Because I didn’t have a solid emergency fund and a clear plan, I was never all in.  I was throwing stuff at the wall, entrepreneurially, to see what would stick.   In hindsight, I could not be all in because I had no financial safety to help me be fully present in the business and  alleviate the anxieties that came with all the financial uncertainties and waiting that come with starting a business.  I had to live.
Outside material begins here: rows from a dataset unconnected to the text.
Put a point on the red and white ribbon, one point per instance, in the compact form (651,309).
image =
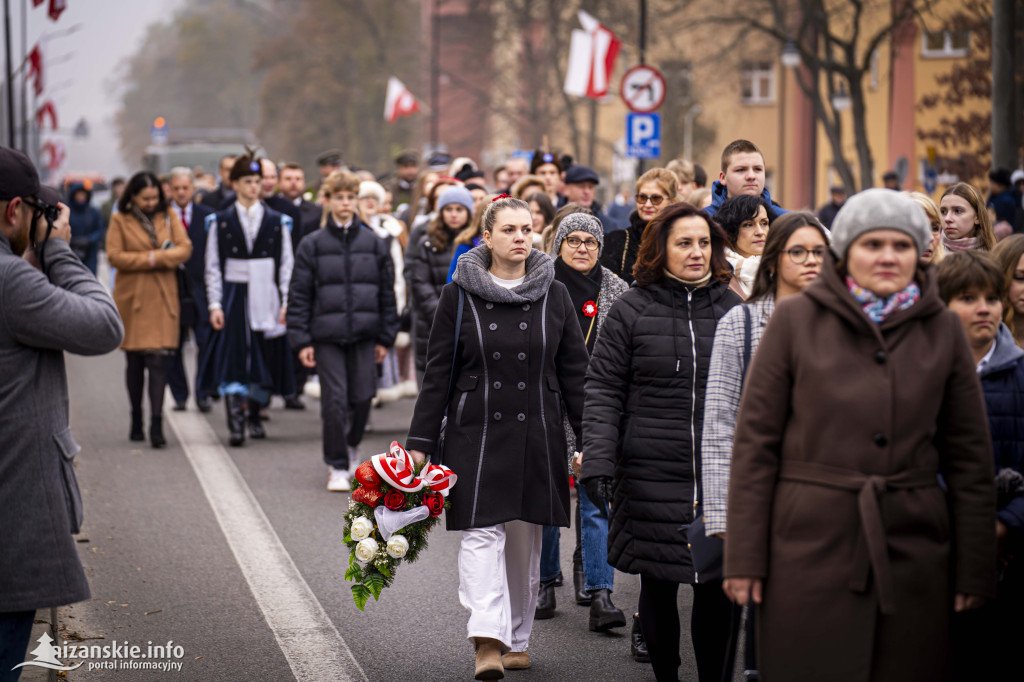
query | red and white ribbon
(396,468)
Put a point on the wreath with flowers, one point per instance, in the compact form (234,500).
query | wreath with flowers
(394,505)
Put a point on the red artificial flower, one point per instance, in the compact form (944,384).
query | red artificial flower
(368,496)
(434,502)
(394,500)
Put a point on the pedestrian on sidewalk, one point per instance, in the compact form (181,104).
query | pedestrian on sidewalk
(49,303)
(642,425)
(519,353)
(249,265)
(864,465)
(145,244)
(342,320)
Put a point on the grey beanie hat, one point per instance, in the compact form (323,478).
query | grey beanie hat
(880,209)
(582,222)
(456,195)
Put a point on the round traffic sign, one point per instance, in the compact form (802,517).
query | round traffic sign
(642,88)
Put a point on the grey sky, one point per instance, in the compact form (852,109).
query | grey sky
(82,69)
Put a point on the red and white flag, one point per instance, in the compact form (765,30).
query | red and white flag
(398,100)
(592,56)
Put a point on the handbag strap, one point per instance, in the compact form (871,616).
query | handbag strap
(455,346)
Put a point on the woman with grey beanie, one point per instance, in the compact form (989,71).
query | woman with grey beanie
(593,289)
(864,465)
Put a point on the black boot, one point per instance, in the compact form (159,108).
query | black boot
(157,432)
(603,614)
(638,645)
(136,432)
(545,601)
(580,585)
(255,424)
(235,406)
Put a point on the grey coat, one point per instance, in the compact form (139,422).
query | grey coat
(40,506)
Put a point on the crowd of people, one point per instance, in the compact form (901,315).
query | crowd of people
(814,420)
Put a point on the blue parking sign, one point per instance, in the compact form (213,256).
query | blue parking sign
(643,135)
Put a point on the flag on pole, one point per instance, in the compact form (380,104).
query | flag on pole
(592,56)
(398,100)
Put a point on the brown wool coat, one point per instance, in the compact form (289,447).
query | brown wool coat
(834,401)
(146,298)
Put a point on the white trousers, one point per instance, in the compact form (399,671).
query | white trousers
(499,579)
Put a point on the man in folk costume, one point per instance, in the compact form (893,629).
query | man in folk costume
(249,263)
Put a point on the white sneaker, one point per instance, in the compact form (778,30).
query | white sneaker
(338,482)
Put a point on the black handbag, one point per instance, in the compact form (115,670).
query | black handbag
(438,455)
(707,552)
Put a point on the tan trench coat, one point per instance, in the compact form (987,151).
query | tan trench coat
(835,500)
(147,298)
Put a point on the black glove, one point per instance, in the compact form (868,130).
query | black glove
(599,492)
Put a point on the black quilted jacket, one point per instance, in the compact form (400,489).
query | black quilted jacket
(643,417)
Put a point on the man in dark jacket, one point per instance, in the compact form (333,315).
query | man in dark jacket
(87,228)
(223,194)
(43,313)
(580,184)
(742,173)
(342,318)
(193,217)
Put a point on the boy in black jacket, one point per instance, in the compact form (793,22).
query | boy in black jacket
(342,318)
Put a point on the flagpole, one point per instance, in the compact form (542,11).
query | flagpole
(10,83)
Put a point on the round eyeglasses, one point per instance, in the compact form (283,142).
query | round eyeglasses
(574,243)
(799,254)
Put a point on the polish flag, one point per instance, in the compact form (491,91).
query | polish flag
(592,56)
(398,100)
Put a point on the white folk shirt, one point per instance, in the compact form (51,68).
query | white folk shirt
(251,219)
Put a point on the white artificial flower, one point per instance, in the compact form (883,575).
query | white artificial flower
(366,550)
(361,527)
(397,546)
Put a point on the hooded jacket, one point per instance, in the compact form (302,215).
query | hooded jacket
(643,418)
(719,194)
(835,498)
(520,354)
(1003,382)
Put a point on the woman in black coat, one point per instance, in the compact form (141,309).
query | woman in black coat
(519,354)
(642,421)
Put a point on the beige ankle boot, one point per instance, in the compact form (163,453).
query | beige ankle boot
(488,659)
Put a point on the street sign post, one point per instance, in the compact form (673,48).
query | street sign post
(643,135)
(642,88)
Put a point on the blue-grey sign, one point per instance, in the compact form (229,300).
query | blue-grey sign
(643,135)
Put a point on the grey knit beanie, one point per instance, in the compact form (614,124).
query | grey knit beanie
(880,209)
(456,195)
(582,222)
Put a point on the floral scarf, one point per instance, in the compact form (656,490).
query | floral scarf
(878,308)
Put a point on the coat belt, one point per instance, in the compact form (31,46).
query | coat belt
(871,554)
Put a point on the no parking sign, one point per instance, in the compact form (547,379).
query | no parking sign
(643,135)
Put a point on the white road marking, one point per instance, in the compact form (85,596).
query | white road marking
(311,644)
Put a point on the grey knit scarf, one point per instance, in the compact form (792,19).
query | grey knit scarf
(471,273)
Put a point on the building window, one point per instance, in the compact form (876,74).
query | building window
(945,43)
(758,82)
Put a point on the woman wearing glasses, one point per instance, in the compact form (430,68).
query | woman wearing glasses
(655,189)
(792,259)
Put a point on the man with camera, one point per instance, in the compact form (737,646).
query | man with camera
(49,303)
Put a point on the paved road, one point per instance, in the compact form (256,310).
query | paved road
(176,550)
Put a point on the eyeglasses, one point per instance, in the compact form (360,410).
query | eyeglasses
(799,254)
(574,243)
(655,200)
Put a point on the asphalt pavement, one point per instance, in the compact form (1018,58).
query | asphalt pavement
(175,554)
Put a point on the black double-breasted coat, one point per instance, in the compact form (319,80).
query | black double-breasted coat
(520,355)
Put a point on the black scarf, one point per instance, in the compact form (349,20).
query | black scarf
(583,288)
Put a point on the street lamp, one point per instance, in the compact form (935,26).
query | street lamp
(790,56)
(841,98)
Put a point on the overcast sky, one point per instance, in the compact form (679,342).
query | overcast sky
(82,69)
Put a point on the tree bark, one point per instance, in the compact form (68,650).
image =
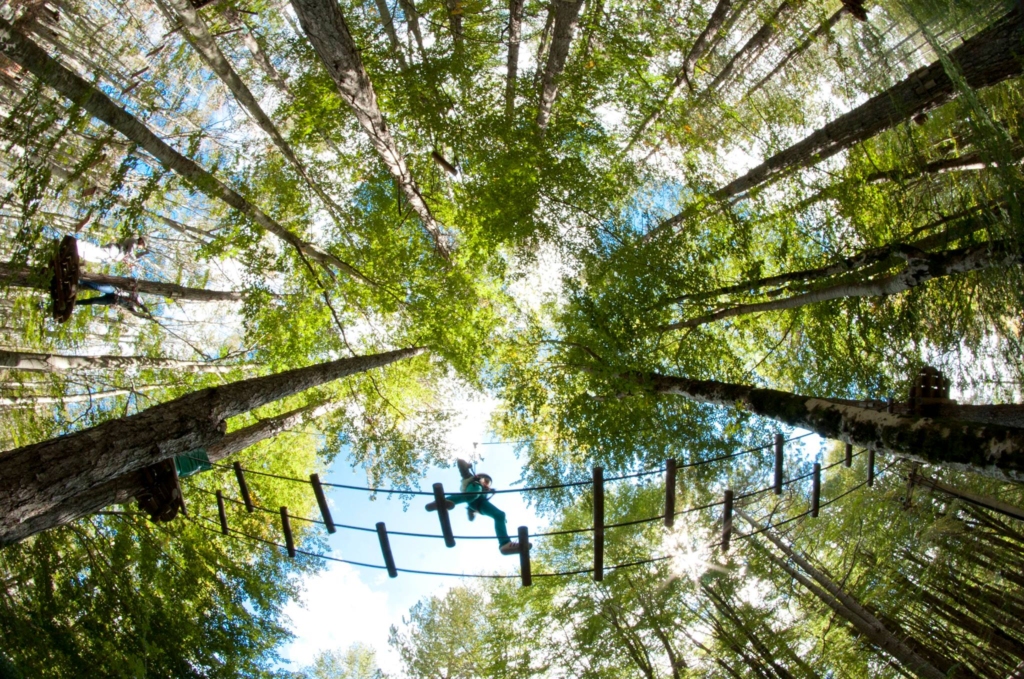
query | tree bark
(35,401)
(987,502)
(31,56)
(824,29)
(515,35)
(23,277)
(566,13)
(121,490)
(757,43)
(697,50)
(987,58)
(326,28)
(39,479)
(261,58)
(388,23)
(848,607)
(987,449)
(54,363)
(180,12)
(969,223)
(921,267)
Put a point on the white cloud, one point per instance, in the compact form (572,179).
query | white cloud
(337,609)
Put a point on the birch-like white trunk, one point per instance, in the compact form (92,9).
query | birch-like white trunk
(921,267)
(566,15)
(55,363)
(123,489)
(984,59)
(25,52)
(993,450)
(45,478)
(326,28)
(847,606)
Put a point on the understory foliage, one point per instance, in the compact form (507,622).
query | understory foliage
(568,255)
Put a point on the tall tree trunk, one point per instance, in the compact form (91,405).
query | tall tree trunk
(824,29)
(413,20)
(987,502)
(969,223)
(987,58)
(38,479)
(757,44)
(704,41)
(566,14)
(727,609)
(23,277)
(987,449)
(515,35)
(54,363)
(235,19)
(123,489)
(697,50)
(847,606)
(392,36)
(325,26)
(921,267)
(36,401)
(31,56)
(180,12)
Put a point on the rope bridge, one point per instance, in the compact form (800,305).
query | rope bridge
(598,527)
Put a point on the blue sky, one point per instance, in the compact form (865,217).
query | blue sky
(344,604)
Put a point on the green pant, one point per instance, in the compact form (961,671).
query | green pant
(480,504)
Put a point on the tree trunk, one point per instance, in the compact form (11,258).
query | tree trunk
(181,12)
(38,479)
(53,363)
(987,58)
(824,29)
(35,401)
(326,28)
(704,41)
(392,36)
(123,489)
(921,267)
(970,223)
(24,51)
(848,607)
(23,277)
(261,58)
(982,501)
(698,49)
(987,449)
(726,608)
(757,44)
(413,20)
(515,35)
(566,14)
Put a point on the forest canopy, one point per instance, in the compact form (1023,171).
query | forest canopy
(292,235)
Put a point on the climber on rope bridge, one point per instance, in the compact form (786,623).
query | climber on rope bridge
(475,491)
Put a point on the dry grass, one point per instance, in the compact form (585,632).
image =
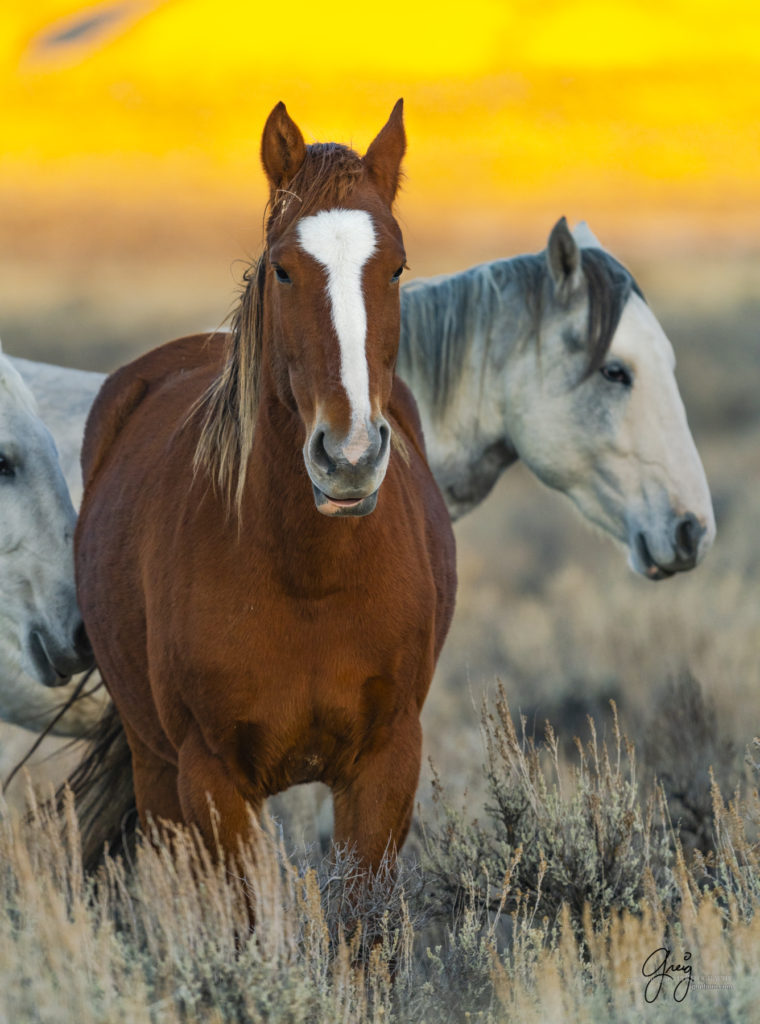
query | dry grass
(546,909)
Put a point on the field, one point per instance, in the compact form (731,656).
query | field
(538,879)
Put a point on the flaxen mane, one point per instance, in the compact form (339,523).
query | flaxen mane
(327,177)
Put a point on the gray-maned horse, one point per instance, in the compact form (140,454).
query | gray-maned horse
(554,358)
(42,638)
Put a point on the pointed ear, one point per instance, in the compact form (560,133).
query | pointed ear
(383,159)
(585,237)
(283,148)
(563,258)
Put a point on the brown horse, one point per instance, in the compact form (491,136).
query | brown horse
(249,642)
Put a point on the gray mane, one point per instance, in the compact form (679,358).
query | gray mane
(444,318)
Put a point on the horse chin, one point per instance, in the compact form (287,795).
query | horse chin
(337,507)
(641,561)
(45,671)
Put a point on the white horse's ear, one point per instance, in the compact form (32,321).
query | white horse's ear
(563,258)
(585,237)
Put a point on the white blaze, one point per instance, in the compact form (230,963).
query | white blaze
(342,241)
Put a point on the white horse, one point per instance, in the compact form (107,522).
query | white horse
(42,638)
(554,358)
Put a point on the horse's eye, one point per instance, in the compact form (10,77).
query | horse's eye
(616,373)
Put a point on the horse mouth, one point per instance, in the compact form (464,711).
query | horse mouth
(651,569)
(46,670)
(343,506)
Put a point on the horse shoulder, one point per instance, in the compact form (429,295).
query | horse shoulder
(441,545)
(126,388)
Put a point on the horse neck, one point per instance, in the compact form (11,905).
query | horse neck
(459,336)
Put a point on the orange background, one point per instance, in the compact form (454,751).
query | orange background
(642,115)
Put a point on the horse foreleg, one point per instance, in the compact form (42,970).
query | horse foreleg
(205,781)
(373,811)
(155,783)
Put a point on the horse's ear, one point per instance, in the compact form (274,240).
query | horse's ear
(383,159)
(563,258)
(283,148)
(585,237)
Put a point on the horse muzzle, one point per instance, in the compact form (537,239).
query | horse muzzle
(660,554)
(346,472)
(55,660)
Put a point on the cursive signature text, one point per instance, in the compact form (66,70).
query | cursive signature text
(659,969)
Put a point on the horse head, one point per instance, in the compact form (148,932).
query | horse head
(43,635)
(602,419)
(333,259)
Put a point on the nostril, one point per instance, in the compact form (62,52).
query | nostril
(81,640)
(688,532)
(319,454)
(384,440)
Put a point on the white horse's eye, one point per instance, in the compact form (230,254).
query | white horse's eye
(616,373)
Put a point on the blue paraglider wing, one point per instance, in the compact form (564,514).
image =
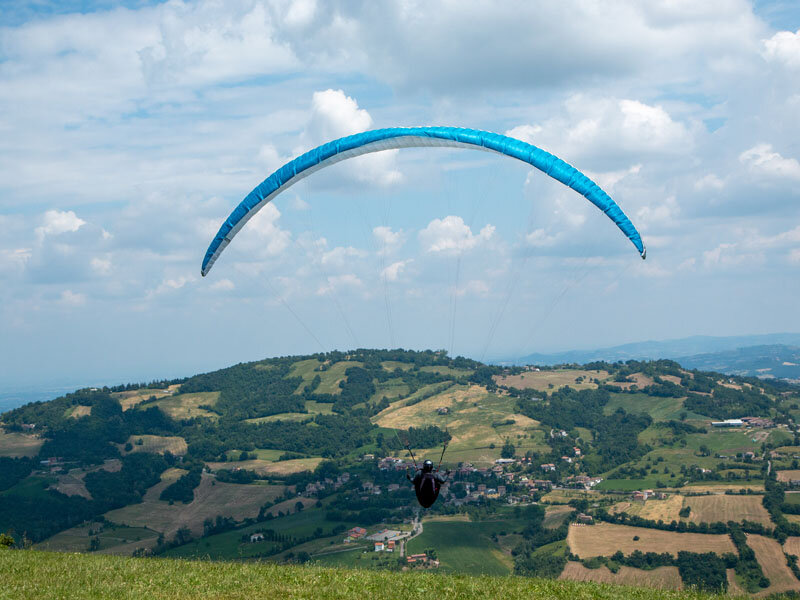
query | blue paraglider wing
(408,137)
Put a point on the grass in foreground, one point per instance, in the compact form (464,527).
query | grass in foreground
(30,574)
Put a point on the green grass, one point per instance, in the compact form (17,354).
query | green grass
(466,546)
(37,575)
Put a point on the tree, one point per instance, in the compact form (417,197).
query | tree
(508,450)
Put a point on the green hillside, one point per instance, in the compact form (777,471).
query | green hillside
(51,575)
(612,473)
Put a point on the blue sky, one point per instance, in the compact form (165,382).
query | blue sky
(128,131)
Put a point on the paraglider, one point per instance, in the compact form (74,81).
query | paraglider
(413,137)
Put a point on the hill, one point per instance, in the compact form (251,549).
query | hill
(607,472)
(775,360)
(50,575)
(655,350)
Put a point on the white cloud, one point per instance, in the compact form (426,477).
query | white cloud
(223,285)
(335,283)
(784,47)
(341,256)
(56,222)
(452,235)
(335,115)
(761,159)
(101,266)
(70,298)
(388,240)
(393,271)
(709,182)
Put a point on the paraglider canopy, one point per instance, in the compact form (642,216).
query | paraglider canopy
(409,137)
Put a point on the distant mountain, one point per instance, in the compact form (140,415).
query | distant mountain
(775,360)
(652,350)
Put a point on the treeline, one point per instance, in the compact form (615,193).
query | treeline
(325,435)
(139,471)
(616,435)
(13,470)
(704,571)
(182,490)
(251,390)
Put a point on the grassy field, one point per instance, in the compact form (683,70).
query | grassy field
(552,380)
(211,498)
(666,510)
(604,539)
(666,578)
(719,507)
(788,475)
(463,547)
(19,444)
(770,556)
(187,406)
(270,466)
(229,545)
(660,409)
(114,539)
(37,575)
(792,546)
(472,411)
(158,443)
(131,398)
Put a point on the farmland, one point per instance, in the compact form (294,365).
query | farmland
(555,379)
(211,498)
(719,507)
(157,443)
(660,578)
(19,444)
(604,539)
(770,556)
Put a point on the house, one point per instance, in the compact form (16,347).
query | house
(357,532)
(728,423)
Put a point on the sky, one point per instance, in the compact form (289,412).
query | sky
(130,130)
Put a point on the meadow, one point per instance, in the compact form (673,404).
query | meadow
(53,575)
(604,539)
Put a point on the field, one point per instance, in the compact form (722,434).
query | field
(229,545)
(187,406)
(666,578)
(157,443)
(56,575)
(19,444)
(79,411)
(770,556)
(788,475)
(114,539)
(551,380)
(665,510)
(330,377)
(211,498)
(462,547)
(719,507)
(270,467)
(661,409)
(472,412)
(131,398)
(792,546)
(604,539)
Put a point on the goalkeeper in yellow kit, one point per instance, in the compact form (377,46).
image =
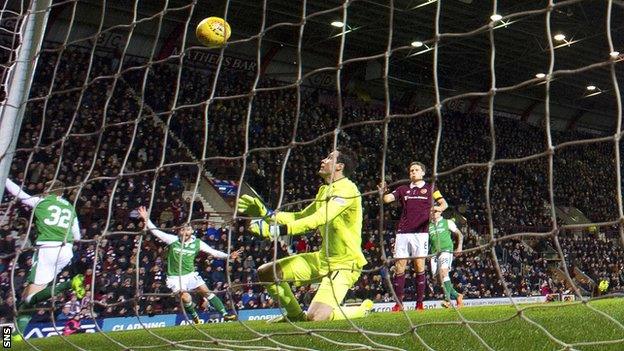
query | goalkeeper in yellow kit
(336,213)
I’m not married and had no parental financial support me at those times.  I am all I have.  While higher than most, my risk tolerance has lowered as I’ve aged.

Today, I have a plan.  I still have a few loose ends in my financial portfolio to tie before I feel comfortable pursing a business idea again.

For, I will not pursue a business idea, again, until I have the emotional and financial capacity to be all in.

I’m searching for a role that will pay me above average to collaborate with people who are solving real world problems in an innovative way while sharing my values. A job that I will enjoy showing up for.

So, until my next update telling you that I received the job I prayed for, my student loan repayment journey is paused.

Do you know what you can do when you have no payments?  Any thing you want.